[Feature Request] Task-level Optimization with Distributed Data Parallelization

Open XuehaiPan opened this issue 3 years ago • 0 comments

Motivation

Task-level parallelization for multi-host multi-process optimization.

Batch-level parallelization can be implemented easily by wrapping the network (nn.Module) with:

torch.nn.DataParallel (single-host multi-GPUs) (SPMD)
torch.nn.parallel.DistributedDataParallel (multi-host multi-GPUs)

However, for algorithms that require task-level parallelization, non of the above solutions work. torch.nn.DataParallel and torch.nn.parallel.DistributedDataParallel are used for module-level parallelization. The wrapper will replicate the user module to multiple copies, then do the forward pass in parallel. For task-level parallelization, each task needs to maintain its own model parameters and (optional) training data.

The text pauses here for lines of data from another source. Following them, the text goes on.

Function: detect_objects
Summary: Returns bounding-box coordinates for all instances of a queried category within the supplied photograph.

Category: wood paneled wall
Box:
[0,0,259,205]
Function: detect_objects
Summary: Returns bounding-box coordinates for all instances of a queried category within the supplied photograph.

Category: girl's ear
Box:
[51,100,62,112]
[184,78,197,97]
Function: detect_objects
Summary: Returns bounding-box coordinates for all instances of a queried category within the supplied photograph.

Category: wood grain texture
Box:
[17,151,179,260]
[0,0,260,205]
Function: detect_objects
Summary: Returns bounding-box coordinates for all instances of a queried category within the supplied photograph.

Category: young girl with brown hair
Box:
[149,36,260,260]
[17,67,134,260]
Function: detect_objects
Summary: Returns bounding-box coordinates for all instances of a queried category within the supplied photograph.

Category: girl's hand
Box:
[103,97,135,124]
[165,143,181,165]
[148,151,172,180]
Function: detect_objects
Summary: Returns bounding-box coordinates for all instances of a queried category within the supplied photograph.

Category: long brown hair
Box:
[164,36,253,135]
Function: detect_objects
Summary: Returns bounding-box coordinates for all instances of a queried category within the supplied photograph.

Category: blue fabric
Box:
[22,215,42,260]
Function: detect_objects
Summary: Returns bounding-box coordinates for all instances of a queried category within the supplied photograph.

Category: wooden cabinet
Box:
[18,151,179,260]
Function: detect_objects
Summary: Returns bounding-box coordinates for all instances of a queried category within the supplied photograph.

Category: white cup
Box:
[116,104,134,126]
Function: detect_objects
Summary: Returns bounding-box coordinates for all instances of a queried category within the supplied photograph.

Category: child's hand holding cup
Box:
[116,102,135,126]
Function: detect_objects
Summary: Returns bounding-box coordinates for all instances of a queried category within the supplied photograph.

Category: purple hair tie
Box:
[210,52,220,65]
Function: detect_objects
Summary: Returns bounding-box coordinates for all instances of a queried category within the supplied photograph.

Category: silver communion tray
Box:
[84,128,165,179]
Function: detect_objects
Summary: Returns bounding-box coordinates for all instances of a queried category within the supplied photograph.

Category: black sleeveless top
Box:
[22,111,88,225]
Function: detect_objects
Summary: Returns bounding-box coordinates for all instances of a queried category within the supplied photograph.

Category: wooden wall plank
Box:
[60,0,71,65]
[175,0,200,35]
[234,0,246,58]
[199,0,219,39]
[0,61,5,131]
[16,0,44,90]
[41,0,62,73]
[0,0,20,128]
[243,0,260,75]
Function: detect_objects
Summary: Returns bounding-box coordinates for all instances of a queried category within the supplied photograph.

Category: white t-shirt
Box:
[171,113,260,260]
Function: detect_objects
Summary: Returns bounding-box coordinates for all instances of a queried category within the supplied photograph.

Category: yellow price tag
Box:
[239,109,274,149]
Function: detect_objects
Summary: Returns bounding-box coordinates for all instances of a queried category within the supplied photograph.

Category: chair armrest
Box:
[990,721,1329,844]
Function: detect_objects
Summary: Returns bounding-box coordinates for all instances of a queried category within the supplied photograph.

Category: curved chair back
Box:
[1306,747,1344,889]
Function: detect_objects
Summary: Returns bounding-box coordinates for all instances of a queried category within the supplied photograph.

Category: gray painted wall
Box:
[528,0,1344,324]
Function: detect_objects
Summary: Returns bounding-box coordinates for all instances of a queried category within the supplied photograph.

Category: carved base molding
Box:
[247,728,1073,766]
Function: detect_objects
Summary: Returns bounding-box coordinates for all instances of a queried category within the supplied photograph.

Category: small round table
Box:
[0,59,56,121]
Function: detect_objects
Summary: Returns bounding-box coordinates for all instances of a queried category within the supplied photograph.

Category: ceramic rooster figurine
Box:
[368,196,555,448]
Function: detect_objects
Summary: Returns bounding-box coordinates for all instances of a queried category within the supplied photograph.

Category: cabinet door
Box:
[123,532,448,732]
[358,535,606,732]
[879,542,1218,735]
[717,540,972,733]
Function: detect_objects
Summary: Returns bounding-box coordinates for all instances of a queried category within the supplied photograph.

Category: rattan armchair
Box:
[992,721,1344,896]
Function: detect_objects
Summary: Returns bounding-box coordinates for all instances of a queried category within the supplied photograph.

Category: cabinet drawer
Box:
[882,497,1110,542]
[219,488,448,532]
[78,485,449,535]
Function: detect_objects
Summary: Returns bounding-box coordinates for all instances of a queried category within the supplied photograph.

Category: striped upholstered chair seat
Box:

The module parameters may be different across tasks.

Solution

functorch.vmap + distributed data parallel optimization.

Alternatives

N/A

Additional context

Resources:

PyTorch:

Tutorial: PyTorch Distributed Overview
Tutorial: Distributed Data Parallel
API: Module level Data Parallel torch.nn.DataParallel (SPMD)
API: Module level Distributed Data Parallel torch.nn.parallel.DistributedDataParallel
API: PyTorch Distributed Optimizers torch.distributed.optim
API: Vectorization map functorch.vmap

JAX:

Tutorial: Named axes and easy-to-revise parallelism
API: Vectorization map jax.vmap
API: Parallel map jax.pmap (SPMD)
API (Experimental): jax.experimental.maps.xmap
Tutorial: Using JAX in multi-host and multi-process environments

Checklist

[X] I have checked that there is no similar issue in the repo (required)

Aug 10 '22 08:08 XuehaiPan